Let's suppose you already have german_hunspell and english_hunspell dictionaries. You need to execute the following query to create multilingual configuration:
=> CREATE TEXT SEARCH CONFIGURATION multi_conf (COPY=simple);
=> ALTER TEXT SEARCH CONFIGURATION multi_conf
ALTER MAPPING FOR asciiword, asciihword, hword_asciipart,
word, hword, hword_part
WITH german_hunspell (JOIN), english_hunspell;
After this you can query documents with german and english words.
apod_en_de.dump is the dump of test base. To restore this dump you need german and english hunspell dictionaries from hunspell_dicts:
$ git clone git@github.com:postgrespro/hunspell_dicts.git
$ cd hunspell_dicts
$ make -C hunspell_en_us USE_PGXS=1 install
$ make -C hunspell_de_de USE_PGXS=1 install
After this dictionary files were copied to the PostgreSQL share directory.

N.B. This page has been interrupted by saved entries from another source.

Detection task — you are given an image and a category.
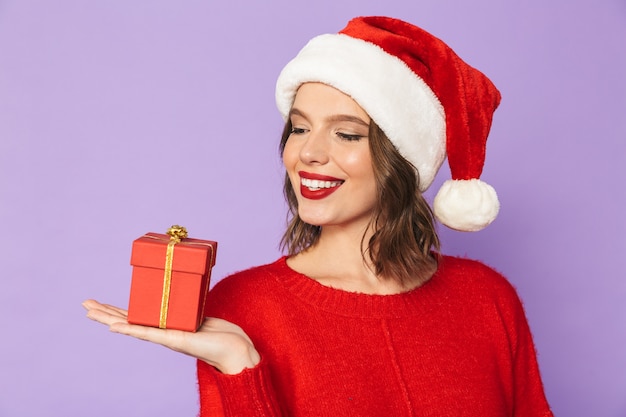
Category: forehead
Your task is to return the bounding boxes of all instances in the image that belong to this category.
[292,83,370,123]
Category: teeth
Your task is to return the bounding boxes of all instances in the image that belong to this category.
[301,178,342,190]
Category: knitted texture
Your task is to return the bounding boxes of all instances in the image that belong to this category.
[197,256,553,417]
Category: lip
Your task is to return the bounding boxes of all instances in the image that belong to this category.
[298,171,343,181]
[298,171,343,200]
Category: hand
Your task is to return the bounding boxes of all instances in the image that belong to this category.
[82,299,260,375]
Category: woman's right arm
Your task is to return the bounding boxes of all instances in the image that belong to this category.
[198,357,283,416]
[82,300,259,375]
[83,299,284,416]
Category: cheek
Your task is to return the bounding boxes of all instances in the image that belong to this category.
[282,139,299,169]
[282,140,301,189]
[342,148,375,181]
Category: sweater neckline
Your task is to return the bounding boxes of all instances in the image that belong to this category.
[270,256,448,319]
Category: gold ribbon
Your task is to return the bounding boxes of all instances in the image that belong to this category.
[159,225,188,328]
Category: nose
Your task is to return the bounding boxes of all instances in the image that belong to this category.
[299,129,330,165]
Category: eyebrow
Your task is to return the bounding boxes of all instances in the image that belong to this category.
[289,108,370,128]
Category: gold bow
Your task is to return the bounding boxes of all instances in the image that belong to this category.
[166,225,188,243]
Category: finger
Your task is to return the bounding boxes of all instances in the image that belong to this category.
[99,303,129,317]
[82,299,103,310]
[86,307,128,327]
[83,300,128,319]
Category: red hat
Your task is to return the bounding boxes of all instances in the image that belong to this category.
[276,16,501,231]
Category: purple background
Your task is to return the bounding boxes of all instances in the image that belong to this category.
[1,1,624,416]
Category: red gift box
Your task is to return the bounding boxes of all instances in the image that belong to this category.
[127,226,217,332]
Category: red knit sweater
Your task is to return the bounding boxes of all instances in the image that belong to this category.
[197,255,553,417]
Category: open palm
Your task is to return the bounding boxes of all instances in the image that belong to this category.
[83,299,259,374]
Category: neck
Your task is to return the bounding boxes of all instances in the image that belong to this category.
[287,223,412,295]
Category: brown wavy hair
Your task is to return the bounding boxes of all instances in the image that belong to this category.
[279,119,440,287]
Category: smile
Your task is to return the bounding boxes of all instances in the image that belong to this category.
[301,178,343,191]
[298,171,344,200]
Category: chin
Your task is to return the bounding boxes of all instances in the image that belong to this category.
[298,215,326,227]
[296,209,332,227]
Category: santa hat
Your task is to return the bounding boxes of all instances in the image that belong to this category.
[275,16,502,232]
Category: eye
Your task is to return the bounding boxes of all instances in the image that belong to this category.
[290,127,307,135]
[337,132,365,141]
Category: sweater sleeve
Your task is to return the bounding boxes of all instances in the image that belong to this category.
[197,358,283,417]
[196,264,286,417]
[503,285,554,417]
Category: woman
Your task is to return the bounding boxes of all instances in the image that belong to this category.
[84,16,553,416]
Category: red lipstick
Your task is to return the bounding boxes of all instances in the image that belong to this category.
[298,171,343,200]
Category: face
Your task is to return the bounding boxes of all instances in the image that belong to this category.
[283,82,377,232]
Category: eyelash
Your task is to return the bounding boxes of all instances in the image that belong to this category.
[336,132,364,141]
[290,127,306,135]
[289,127,364,142]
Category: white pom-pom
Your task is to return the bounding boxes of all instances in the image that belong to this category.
[433,179,500,232]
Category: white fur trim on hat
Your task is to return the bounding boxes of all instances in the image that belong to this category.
[276,33,446,191]
[433,179,500,232]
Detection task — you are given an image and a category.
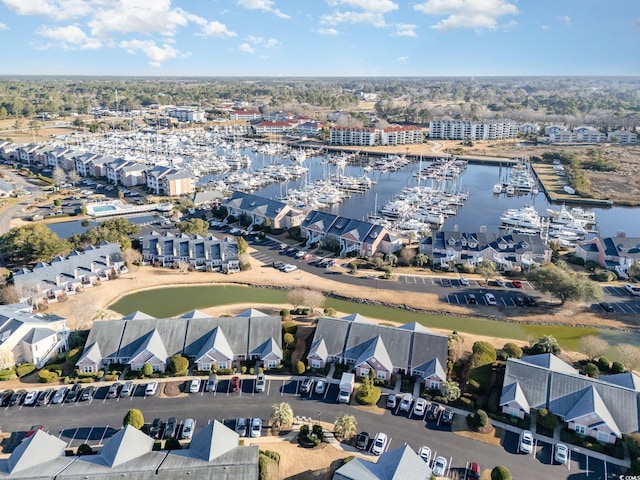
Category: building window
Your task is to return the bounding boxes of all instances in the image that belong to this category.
[429,380,440,389]
[597,431,609,442]
[574,424,586,435]
[311,360,321,369]
[200,363,211,371]
[82,365,94,373]
[507,407,520,417]
[152,364,162,372]
[267,360,278,369]
[377,371,386,380]
[218,361,227,369]
[359,368,369,377]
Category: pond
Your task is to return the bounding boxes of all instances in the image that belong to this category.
[109,285,638,352]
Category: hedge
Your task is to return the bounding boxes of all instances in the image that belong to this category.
[0,369,17,381]
[355,384,381,405]
[38,370,59,383]
[42,364,63,376]
[66,348,83,364]
[16,363,36,377]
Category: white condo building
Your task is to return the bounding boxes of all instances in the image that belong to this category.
[428,119,518,140]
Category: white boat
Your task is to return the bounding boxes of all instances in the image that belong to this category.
[500,206,543,230]
[493,184,503,194]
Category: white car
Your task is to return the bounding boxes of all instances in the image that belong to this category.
[624,283,640,296]
[555,443,569,464]
[412,397,428,417]
[250,418,262,438]
[314,379,327,395]
[519,430,534,454]
[433,456,448,476]
[189,378,201,393]
[417,445,431,464]
[496,278,506,287]
[181,418,195,439]
[485,293,497,305]
[145,381,158,396]
[255,373,266,393]
[23,390,39,406]
[282,264,298,273]
[399,393,413,412]
[371,432,388,455]
[459,277,470,286]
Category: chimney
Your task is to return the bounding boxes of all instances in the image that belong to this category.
[73,269,78,279]
[90,262,95,273]
[105,254,110,267]
[56,275,60,286]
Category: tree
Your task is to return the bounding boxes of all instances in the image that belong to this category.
[67,170,80,188]
[527,264,603,305]
[0,224,71,264]
[334,413,358,440]
[502,342,523,359]
[0,285,19,305]
[415,253,428,268]
[77,444,94,456]
[293,361,305,375]
[270,402,294,432]
[617,344,640,371]
[287,289,306,310]
[579,335,609,360]
[302,289,325,313]
[28,119,40,140]
[177,218,209,236]
[440,380,461,401]
[581,362,600,378]
[237,236,249,255]
[169,354,189,375]
[355,373,381,405]
[475,261,497,282]
[491,465,512,480]
[52,166,67,190]
[283,333,295,348]
[177,259,190,274]
[122,247,142,267]
[123,408,144,429]
[629,261,640,280]
[532,335,561,354]
[386,253,397,267]
[141,362,153,377]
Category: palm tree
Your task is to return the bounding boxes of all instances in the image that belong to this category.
[270,402,294,432]
[415,253,428,268]
[333,413,358,440]
[440,381,461,401]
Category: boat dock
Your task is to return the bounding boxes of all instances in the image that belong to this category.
[531,162,613,206]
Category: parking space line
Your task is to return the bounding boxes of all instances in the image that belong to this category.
[266,379,272,396]
[323,386,330,400]
[238,379,243,397]
[281,380,285,397]
[66,427,79,447]
[99,425,109,446]
[445,294,451,303]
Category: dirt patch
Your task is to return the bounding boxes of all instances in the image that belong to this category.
[451,415,504,447]
[350,404,386,416]
[160,381,186,399]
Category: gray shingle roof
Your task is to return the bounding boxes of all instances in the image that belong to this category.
[333,444,431,480]
[128,329,169,364]
[499,382,530,413]
[76,342,102,366]
[308,337,328,361]
[520,353,578,374]
[121,311,156,320]
[349,336,393,372]
[563,386,621,437]
[312,317,352,357]
[98,425,155,467]
[3,430,67,474]
[345,323,412,371]
[412,358,446,381]
[600,372,640,391]
[195,326,234,362]
[175,420,238,462]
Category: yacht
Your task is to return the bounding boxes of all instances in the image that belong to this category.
[500,206,543,230]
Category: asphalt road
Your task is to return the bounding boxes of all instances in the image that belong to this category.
[0,379,621,480]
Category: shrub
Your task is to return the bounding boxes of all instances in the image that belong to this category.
[612,361,625,373]
[293,361,305,375]
[502,343,523,359]
[259,452,278,480]
[123,408,144,429]
[280,309,290,318]
[581,362,600,378]
[77,444,94,456]
[262,450,280,464]
[42,364,63,376]
[491,465,512,480]
[141,363,153,377]
[283,333,295,348]
[16,363,36,377]
[536,408,558,430]
[596,357,610,371]
[323,307,337,317]
[38,370,59,383]
[0,368,17,381]
[241,366,247,374]
[169,355,189,375]
[103,374,119,381]
[66,348,83,364]
[282,321,297,334]
[467,409,489,431]
[355,376,381,405]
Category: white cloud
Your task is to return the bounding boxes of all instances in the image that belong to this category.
[36,24,101,49]
[2,0,92,21]
[326,0,398,14]
[556,15,571,26]
[237,0,290,19]
[397,56,409,64]
[541,24,550,30]
[414,0,518,31]
[0,22,7,30]
[393,23,417,37]
[317,27,339,35]
[119,38,182,67]
[321,11,386,27]
[199,21,236,38]
[264,38,279,48]
[238,43,255,54]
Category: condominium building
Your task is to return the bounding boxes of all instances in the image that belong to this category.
[428,119,518,140]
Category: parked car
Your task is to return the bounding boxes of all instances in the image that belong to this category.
[426,402,443,421]
[466,293,477,304]
[205,374,218,392]
[484,293,497,305]
[230,376,241,393]
[519,430,534,454]
[441,408,455,424]
[599,302,614,312]
[164,417,177,438]
[386,394,397,409]
[250,418,262,438]
[255,373,266,393]
[52,387,69,404]
[355,432,370,450]
[371,432,388,455]
[314,379,327,395]
[120,381,134,398]
[525,296,537,307]
[79,386,96,402]
[106,383,121,399]
[624,283,640,296]
[189,378,201,393]
[8,389,26,406]
[23,390,38,406]
[512,280,524,288]
[25,425,43,438]
[0,390,13,407]
[466,461,481,479]
[181,418,195,439]
[513,295,525,306]
[495,278,506,287]
[433,456,448,476]
[399,393,413,412]
[412,397,427,417]
[235,417,247,437]
[149,418,162,439]
[459,277,470,286]
[555,443,569,464]
[145,381,158,396]
[299,378,313,394]
[36,388,55,406]
[417,445,431,464]
[65,384,82,402]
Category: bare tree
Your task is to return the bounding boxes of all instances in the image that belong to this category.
[122,247,142,268]
[617,344,640,371]
[287,288,306,310]
[302,289,325,313]
[579,335,609,360]
[67,170,81,188]
[0,285,19,305]
[177,259,190,274]
[52,166,67,190]
[68,294,99,331]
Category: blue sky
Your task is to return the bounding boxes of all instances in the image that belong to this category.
[0,0,638,76]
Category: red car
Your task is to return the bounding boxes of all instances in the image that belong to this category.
[230,376,241,392]
[512,280,523,288]
[25,425,43,438]
[466,462,481,479]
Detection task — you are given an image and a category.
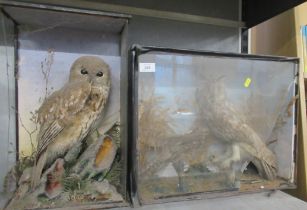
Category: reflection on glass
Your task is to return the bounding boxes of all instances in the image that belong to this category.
[136,51,296,203]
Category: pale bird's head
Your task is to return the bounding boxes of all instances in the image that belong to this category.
[69,56,111,87]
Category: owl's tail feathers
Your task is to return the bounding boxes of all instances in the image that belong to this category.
[253,158,277,180]
[31,151,47,190]
[252,147,277,180]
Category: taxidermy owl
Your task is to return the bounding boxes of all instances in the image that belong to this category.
[31,56,111,189]
[197,77,277,180]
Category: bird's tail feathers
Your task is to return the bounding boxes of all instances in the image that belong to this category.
[31,152,47,189]
[253,148,277,180]
[252,157,277,180]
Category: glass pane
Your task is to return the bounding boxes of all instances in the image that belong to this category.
[1,6,128,209]
[136,50,297,204]
[0,12,16,208]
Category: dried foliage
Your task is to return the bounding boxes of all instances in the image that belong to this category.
[18,49,55,157]
[137,91,215,180]
[138,94,174,167]
[40,49,55,102]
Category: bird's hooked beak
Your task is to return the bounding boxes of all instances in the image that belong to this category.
[87,76,94,84]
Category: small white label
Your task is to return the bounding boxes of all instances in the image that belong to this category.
[139,63,155,72]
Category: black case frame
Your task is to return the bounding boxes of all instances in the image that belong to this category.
[128,45,299,206]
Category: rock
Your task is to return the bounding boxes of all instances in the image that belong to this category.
[44,159,65,199]
[3,167,18,194]
[4,183,44,210]
[4,159,66,209]
[4,134,122,209]
[93,180,123,201]
[18,167,32,185]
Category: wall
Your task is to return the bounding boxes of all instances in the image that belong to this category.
[127,16,239,52]
[251,2,307,200]
[250,9,297,57]
[88,0,241,52]
[15,0,242,52]
[88,0,240,20]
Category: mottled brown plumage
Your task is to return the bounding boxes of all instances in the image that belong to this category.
[31,56,111,189]
[197,77,277,180]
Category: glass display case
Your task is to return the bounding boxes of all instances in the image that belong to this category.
[0,3,129,209]
[129,46,298,205]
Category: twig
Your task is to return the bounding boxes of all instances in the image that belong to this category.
[17,50,54,156]
[41,49,54,101]
[18,114,38,154]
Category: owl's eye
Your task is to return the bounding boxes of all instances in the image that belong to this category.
[81,68,88,75]
[96,71,103,77]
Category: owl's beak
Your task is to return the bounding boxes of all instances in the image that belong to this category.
[88,76,94,84]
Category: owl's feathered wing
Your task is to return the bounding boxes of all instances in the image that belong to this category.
[198,78,277,180]
[31,81,91,188]
[36,80,91,159]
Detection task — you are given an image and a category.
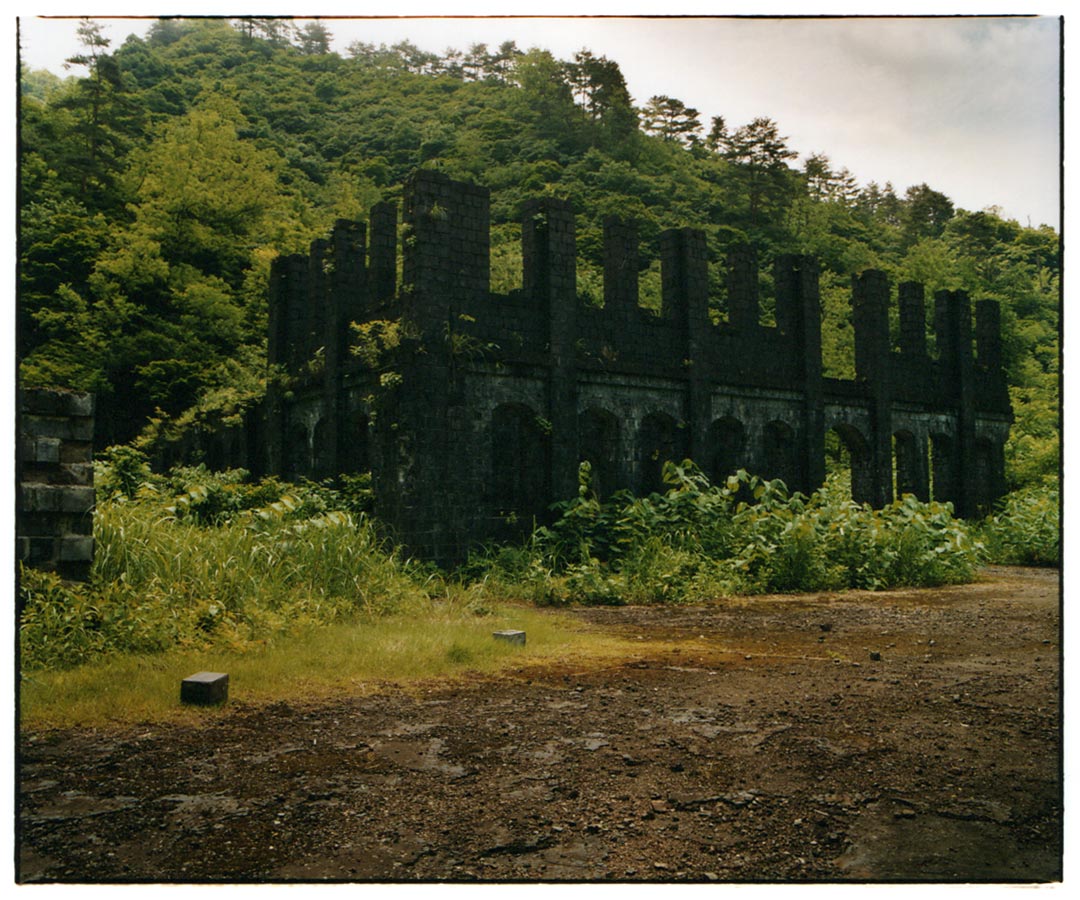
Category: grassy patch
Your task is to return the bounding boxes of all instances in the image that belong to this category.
[18,604,631,731]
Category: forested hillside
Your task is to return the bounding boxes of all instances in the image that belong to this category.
[18,17,1060,491]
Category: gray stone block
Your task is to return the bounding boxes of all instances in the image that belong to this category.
[181,672,229,705]
[20,484,95,513]
[22,415,94,442]
[35,438,61,464]
[493,630,526,646]
[58,536,94,562]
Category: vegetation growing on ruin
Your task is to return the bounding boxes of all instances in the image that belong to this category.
[19,18,1059,489]
[16,20,1060,686]
[21,453,1037,678]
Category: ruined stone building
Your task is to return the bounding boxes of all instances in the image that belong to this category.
[184,170,1012,562]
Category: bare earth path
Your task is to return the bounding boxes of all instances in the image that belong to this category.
[17,566,1061,883]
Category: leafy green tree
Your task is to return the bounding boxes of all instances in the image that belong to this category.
[712,116,799,227]
[803,153,858,206]
[296,20,332,55]
[19,66,64,103]
[250,18,297,48]
[488,41,522,82]
[640,95,702,145]
[901,183,955,247]
[122,95,292,284]
[854,180,903,228]
[510,48,578,144]
[567,49,638,149]
[53,18,144,211]
[704,115,727,153]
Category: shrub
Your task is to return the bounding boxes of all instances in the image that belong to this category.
[20,453,990,673]
[979,485,1060,566]
[471,462,981,604]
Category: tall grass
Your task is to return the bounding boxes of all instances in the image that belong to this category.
[19,454,997,678]
[20,604,626,729]
[19,467,437,672]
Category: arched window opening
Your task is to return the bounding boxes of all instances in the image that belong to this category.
[973,437,997,515]
[827,424,873,503]
[762,420,797,491]
[708,417,747,485]
[578,408,621,500]
[930,433,957,505]
[491,404,551,528]
[286,421,311,482]
[892,430,928,501]
[313,418,335,481]
[638,412,685,496]
[340,410,371,475]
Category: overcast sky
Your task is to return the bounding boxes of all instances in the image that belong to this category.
[16,7,1063,229]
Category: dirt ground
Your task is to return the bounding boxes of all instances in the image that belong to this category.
[17,565,1062,884]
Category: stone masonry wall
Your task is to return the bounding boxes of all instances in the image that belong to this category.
[203,170,1012,562]
[17,388,96,582]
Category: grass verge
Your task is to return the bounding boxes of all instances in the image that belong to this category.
[18,603,635,731]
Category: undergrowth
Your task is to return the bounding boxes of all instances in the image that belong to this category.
[19,449,1027,677]
[465,460,983,606]
[19,461,435,671]
[977,484,1060,566]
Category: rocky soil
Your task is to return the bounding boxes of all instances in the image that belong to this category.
[17,566,1061,884]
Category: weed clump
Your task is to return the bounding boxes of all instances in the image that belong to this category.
[977,484,1059,566]
[21,450,1020,674]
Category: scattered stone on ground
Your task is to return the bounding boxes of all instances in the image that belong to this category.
[17,566,1061,883]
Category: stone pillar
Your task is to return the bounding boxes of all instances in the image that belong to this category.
[524,197,578,502]
[898,282,927,358]
[852,270,893,507]
[330,219,368,347]
[661,227,711,464]
[17,389,96,583]
[603,216,639,315]
[318,221,366,480]
[792,256,825,494]
[368,201,398,304]
[773,255,798,339]
[936,290,978,518]
[390,170,491,562]
[975,299,1003,373]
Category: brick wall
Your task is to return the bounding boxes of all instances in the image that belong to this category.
[17,388,95,581]
[163,171,1014,560]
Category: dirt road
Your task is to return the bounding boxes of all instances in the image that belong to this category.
[17,566,1061,883]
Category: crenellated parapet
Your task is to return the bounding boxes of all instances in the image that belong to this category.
[257,171,1012,557]
[269,172,1010,410]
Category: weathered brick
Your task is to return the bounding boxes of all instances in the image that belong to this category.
[58,536,94,562]
[20,484,95,514]
[178,173,1013,561]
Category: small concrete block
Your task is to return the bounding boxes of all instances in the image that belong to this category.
[493,630,526,646]
[181,671,229,705]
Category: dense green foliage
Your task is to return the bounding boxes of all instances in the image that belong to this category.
[468,462,982,606]
[19,463,426,671]
[19,18,1059,488]
[20,455,997,672]
[977,485,1060,567]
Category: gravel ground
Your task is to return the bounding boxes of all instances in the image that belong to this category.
[17,565,1061,884]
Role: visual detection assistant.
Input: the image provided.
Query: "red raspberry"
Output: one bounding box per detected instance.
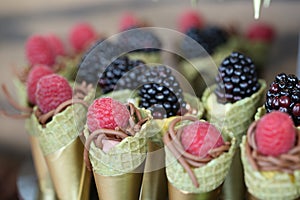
[119,12,139,31]
[87,97,130,132]
[45,34,65,57]
[35,74,72,114]
[26,64,54,105]
[181,121,225,157]
[246,22,275,43]
[69,23,97,53]
[178,10,204,32]
[255,111,296,156]
[25,34,55,66]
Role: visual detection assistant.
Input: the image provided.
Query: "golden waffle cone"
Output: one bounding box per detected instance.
[84,108,152,200]
[35,91,94,200]
[127,51,161,64]
[14,79,57,200]
[240,136,300,200]
[165,132,236,196]
[202,79,266,200]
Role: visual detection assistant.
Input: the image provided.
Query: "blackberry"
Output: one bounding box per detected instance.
[265,73,300,126]
[181,26,228,58]
[117,29,162,53]
[98,56,146,94]
[215,52,260,104]
[115,63,149,90]
[77,40,122,84]
[138,65,186,119]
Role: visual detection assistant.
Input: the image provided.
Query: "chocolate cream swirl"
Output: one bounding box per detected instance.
[163,116,231,188]
[246,121,300,173]
[83,103,150,171]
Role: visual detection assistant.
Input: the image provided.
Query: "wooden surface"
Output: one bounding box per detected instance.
[0,1,299,199]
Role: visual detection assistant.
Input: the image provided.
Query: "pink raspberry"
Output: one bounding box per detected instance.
[25,34,55,66]
[119,12,139,31]
[181,121,225,157]
[35,74,72,114]
[69,23,97,53]
[87,97,130,132]
[178,10,204,32]
[45,34,65,57]
[246,22,275,43]
[255,111,296,156]
[26,64,54,105]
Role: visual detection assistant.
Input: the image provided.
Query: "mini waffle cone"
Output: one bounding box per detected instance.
[254,106,266,121]
[127,51,161,64]
[240,136,300,200]
[165,133,236,193]
[202,79,266,145]
[85,108,152,176]
[56,55,81,81]
[102,89,139,104]
[38,90,94,155]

You need to restore the dump:
$ psql apod < pg_multilingual/apod_en_de.dump
This command will create the following objects:
- hunspell_en_us and hunspell_de_de extensions
- english_hunspell and german_hunspell dictionaries
- apod_conf configuration
- apod table with english and german documents
Here example queries:
=> SELECT title FROM apod WHERE fts @@ to_tsquery('apod_conf', 'galaxy') LIMIT 1;
title
---------------------
The UV SMC from UIT
(1 row)
=> SELECT title FROM apod WHERE fts @@ to_tsquery('apod_conf', 'Galaxie') LIMIT 1;
title
--------------------------------
Andromeda - ein Inseluniversum
(1 row)